In fact, while consistency may be important, customization is becoming a must-have. In fact, it was one factor Hilton considered when designing its new Eforea: Spa brand, which opened in Canada in April at Hilton Toronto/Markham Suites Conference Centre & Spa in Markham, Ont. “Clients enjoy treatments that cater to them, who they are and what they need,” says Hilton’s McKenna. “The one-size-fits-all option is no longer possible.” Many of the differences in what clients are looking for are generational, she adds, while there are also regional differences and variations between what business and leisure travellers seek as well.

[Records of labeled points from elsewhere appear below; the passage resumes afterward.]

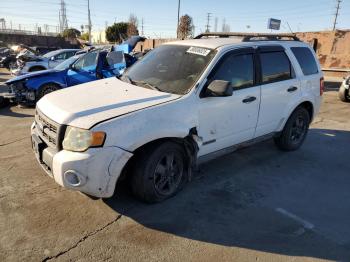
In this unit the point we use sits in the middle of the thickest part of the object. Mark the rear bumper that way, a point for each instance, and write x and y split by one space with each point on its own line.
94 172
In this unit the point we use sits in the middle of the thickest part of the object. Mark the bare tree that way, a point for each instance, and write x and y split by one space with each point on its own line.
133 25
185 28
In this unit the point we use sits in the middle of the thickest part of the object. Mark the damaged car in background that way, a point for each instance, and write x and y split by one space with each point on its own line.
97 64
82 68
27 62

At Eforea: Spa, Hilton is creating consistency while embracing differences from property to property. The Markham location, for example, offers microdermabrasion, prenatal/motherhood massages and hot-stone massages, among other services that represent popular choices for local clientele. “Today, as people are travelling more frequently throughout the world, there is greater demand for branded products on a global scale but still a desire for localized treatment offerings and elements,” McKenna says. “This maintains a sense of global consistency without losing local relevance.”
The perfect plunge
Whether it’s part of the spa environment, or a separate amenity by itself, pools can also be a pivotal aspect of a hotel’s health-and-wellness program. And, according to the team at The Westin Grand in Vancouver, creating the right pool environment is key. Case in point, since the Westin switched to a saltwater extraction system in its outdoor lap pool in 2011, guests have raved that the new system is less damaging to colour-processed hair and bright bathing suits, says Sarah Woodgate, the hotel’s director of Sales and Marketing. It’s also 99.9 per cent bacteria-free, which is less harsh on guests’ eyes and skin and — with fewer chemicals — it’s more environmentally friendly.

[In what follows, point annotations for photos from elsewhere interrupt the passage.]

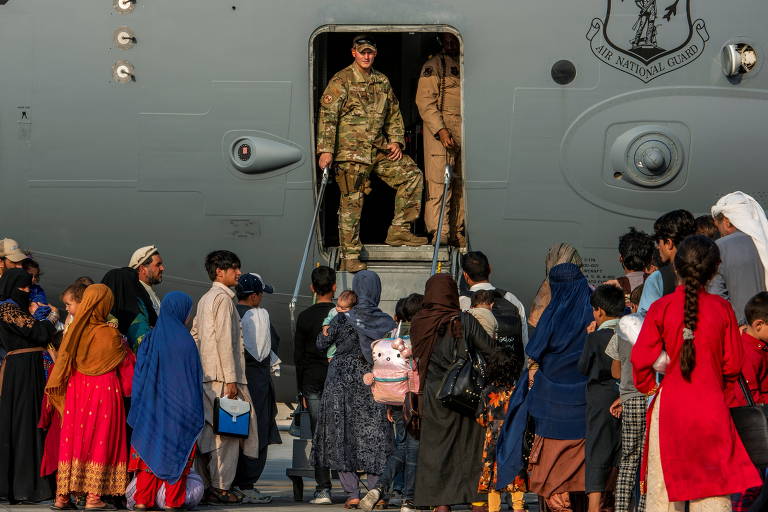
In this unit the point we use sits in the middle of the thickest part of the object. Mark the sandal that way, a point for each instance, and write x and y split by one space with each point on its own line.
68 506
225 497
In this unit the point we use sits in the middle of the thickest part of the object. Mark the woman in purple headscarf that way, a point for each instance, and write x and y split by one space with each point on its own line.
352 431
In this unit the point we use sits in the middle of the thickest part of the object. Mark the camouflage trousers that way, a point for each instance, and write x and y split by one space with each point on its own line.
354 182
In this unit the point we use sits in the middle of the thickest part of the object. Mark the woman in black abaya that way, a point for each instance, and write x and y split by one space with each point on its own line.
22 383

Infinity-edged pools are also gaining popularity. “It’s tranquil and extraordinary,” Levitan says of Trump’s infinity pool. Here guests can swim in the clouds at the top of the city.
Don’t underestimate a pool’s draw. “Our business is primarily corporate guests,” notes the Westin Grand’s Woodgate of his company’s outdoor pool. “They’re using the pool daily. It’s heated all year round.”
And, hoteliers who can watch guests swim outside during a Canadian December are surely doing something right.